The Light and Dark Side of Archaeology



Michigan is one of those places; people don’t think of it as a place to vacation, they don’t even really think about it. This is because Michigan is not an easy place, she does not give up her gems to the unworthy. She will test you, bend you and break you before she reveals her mysteries. This summer we have been tested, bent and broken in numerous ways. We’ve been forced to hack through roots, wait out storms and survive the elements.  We’ve proven worthy and we’ve barely scratched the surface of what she holds. This summer we have gathered a vast amount of data from Fort St. Joseph, we have compiled a million theories and the only thing to do is to pack up, go back to campus and barricade ourselves in the lab. Looking back this summer has been crazy.

I tore through a root, it was dirty sweat breaking hard work but I stuck with it. I hardly ever turn down a challenge and I hacked and troweled and still came up with nothing I would get excited and have the hope torn away by a cold analytical eye that looked logically at the unit and saw that nothing was there. The time dragged by and I found nothing, I came up with nothing. When I found a wooden beam, today when we backfilled in on that beam without taking a sample (other than the previously taken) I felt a part of me cry out in horror knowing that once the matrix around the beam was disturbed it would never survive. Organic matter is very particular thing to preserve which makes it very hard, very expensive and very time consuming. If it was extracted and not preserved it would turn to dust in a box but left in the ground disturbed as it was it will do the same thing and in a year may not even be there. Though I will hope for the best and that Michigan will preserve the jewel she let us unearth this summer and made this experience well worth it.  

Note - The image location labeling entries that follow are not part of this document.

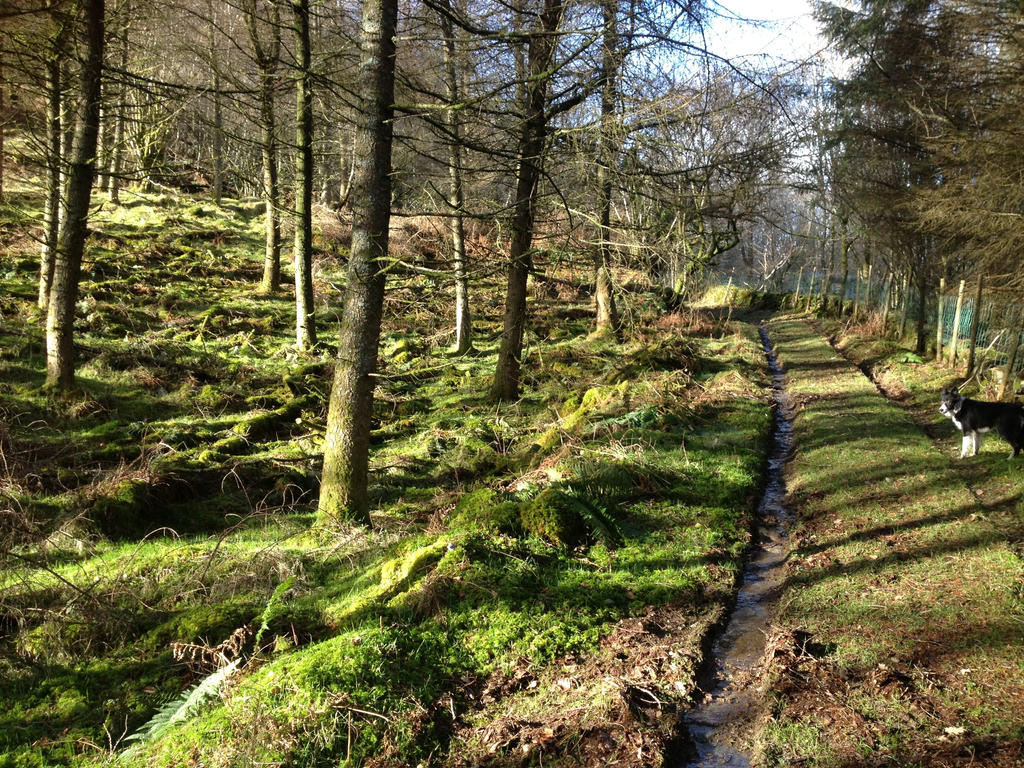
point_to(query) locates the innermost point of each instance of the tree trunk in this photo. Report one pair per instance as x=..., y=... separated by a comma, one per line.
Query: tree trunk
x=268, y=145
x=64, y=292
x=607, y=318
x=54, y=161
x=922, y=292
x=463, y=317
x=3, y=120
x=217, y=182
x=305, y=326
x=346, y=444
x=267, y=54
x=542, y=45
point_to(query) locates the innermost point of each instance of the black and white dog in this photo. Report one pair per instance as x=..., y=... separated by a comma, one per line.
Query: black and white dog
x=974, y=418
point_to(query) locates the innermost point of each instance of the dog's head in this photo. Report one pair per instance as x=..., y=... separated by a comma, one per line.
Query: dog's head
x=950, y=401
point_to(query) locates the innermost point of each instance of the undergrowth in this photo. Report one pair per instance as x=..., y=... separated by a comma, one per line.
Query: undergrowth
x=158, y=535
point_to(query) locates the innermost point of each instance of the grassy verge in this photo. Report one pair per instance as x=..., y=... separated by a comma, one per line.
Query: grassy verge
x=539, y=578
x=904, y=596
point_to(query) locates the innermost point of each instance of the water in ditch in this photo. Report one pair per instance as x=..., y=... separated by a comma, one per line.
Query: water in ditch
x=729, y=698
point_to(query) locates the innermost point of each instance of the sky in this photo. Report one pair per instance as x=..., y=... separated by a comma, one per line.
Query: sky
x=788, y=31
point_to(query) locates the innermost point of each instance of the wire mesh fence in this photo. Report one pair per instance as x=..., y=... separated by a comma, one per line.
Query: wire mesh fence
x=962, y=318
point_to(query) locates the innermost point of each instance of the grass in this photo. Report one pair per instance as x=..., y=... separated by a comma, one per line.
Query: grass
x=161, y=515
x=906, y=570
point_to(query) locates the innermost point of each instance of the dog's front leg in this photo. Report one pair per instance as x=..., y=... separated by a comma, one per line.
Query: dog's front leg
x=967, y=443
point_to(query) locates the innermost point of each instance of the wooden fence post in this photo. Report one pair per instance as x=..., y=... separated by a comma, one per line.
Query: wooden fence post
x=954, y=339
x=975, y=317
x=867, y=289
x=856, y=297
x=887, y=294
x=1012, y=360
x=906, y=304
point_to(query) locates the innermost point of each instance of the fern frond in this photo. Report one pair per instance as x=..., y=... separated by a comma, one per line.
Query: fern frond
x=184, y=706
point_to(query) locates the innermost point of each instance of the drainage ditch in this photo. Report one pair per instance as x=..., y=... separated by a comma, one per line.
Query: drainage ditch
x=730, y=698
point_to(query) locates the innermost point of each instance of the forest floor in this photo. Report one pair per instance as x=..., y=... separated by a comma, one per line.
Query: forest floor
x=542, y=578
x=900, y=634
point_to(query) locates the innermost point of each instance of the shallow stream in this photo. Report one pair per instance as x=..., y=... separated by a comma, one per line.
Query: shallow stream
x=730, y=696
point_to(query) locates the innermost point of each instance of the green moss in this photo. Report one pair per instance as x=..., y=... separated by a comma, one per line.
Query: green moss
x=554, y=516
x=485, y=511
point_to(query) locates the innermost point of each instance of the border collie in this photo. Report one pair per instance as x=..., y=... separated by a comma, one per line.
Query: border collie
x=974, y=418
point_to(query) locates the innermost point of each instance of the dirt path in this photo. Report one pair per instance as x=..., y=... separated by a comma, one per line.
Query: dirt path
x=900, y=637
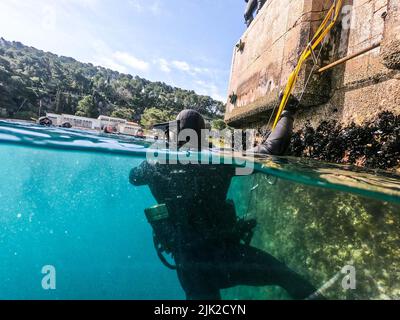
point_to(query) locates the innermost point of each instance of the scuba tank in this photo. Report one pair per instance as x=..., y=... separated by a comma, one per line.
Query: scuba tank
x=163, y=231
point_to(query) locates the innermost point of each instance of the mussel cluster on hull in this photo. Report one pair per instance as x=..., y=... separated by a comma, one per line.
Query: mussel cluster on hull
x=374, y=145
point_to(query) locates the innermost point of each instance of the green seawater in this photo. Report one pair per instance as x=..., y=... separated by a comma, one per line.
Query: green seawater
x=66, y=202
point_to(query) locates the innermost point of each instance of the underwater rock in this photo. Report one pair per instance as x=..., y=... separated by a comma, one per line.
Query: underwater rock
x=375, y=145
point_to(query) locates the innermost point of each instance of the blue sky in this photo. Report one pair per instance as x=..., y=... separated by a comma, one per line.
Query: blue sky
x=185, y=43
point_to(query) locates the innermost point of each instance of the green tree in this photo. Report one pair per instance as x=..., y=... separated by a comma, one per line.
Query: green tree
x=124, y=113
x=152, y=116
x=87, y=108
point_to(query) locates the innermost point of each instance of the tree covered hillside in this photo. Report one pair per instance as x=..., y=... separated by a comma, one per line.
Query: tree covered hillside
x=33, y=81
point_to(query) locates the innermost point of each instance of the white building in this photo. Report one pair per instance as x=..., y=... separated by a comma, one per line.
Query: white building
x=129, y=128
x=122, y=125
x=105, y=121
x=75, y=121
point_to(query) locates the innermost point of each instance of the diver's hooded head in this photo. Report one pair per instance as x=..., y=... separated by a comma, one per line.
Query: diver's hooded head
x=191, y=120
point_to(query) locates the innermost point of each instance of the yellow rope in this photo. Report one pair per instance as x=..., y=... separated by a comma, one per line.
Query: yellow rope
x=319, y=36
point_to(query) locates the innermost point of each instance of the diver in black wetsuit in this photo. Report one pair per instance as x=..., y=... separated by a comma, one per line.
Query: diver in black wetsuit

Archeology is wonderful and horrible study; we actively destroy everything we touch as we excavate. Yes we come out with amazing artifact that look gorgeous in a display case but those artifacts themselves cannot tell us what we want to know. Those artifacts cannot tell us what would it have looked like to the European settlers coming to this wild and untamed beautiful land? What did they see that we will never understand? In the past few weeks we have made astounding steps to revealing the life of these settlers through the association of artifacts. We’ve found their shoe buckles, their homes, their hearths but what did they see that they didn’t bother to write down?  Fort St. Joseph is not well document; we don’t know what it looks like, where things were or really who lived there. What would this place have looked like? We don’t know, we have complied a picture in our minds of a series of structures possibly homes lined up along the river. We’ve found the hearths we found two walls and a wooden beam but we still have a lot to do.

The voyager of Fort St. Joseph
See you 2015, ready and rearing to discover more of Michigan’s Jewel.

-Hayden


1 comment:

Anonymous said...

Thanks to all the students and staff for allowing the public to share in your excitement of the dig as you uncovered more information about the precious Fort St. Joseph. We look forward to more posts as you analyze the artifacts that will tell more of the story.